Adaptive, sine multitaper power spectral density estimation for R

by Andrew J Barbour, Jonathan Kennel, and Robert L Parker

Latest News

As of version 2.0, one can calculate the multivariate PSD ("cross spectrum") between two signals.

Description

This is an R package for computing univariate power spectral density estimates with little or no tuning effort. We employ sine multitapers, allowing the number to vary with frequency in order to reduce mean square error, the sum of squared bias and variance, at each point. The approximate criterion of Riedel and Sidorenko (1995) is modified to prevent runaway averaging that otherwise occurs when the curvature of the spectrum goes to zero.
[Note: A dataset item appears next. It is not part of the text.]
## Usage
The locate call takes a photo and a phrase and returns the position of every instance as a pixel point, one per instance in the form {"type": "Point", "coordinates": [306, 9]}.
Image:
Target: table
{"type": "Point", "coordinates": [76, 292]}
An iterative procedure refines the number of tapers employed at each frequency. The resultant power spectra possess significantly lower variances than those of traditional, non-adaptive estimators. The sine tapers also provide useful spectral leakage suppression. Resolution and uncertainty can be estimated from the number of degrees of freedom (twice the number of tapers).

This technique is particularly suited to long time series, because it demands only one numerical Fourier transform, and requires no costly additional computation of taper functions, like the Slepian functions. It also avoids the degradation of the low-frequency performance associated with record segmentation in Welch's method. Above all, the adaptive process relieves the user of the need to set a tuning parameter, such as time-bandwidth product or segment length, that fixes frequency resolution for the entire frequency interval; instead it provides frequency-dependent spectral resolution tailored to the shape of the spectrum itself.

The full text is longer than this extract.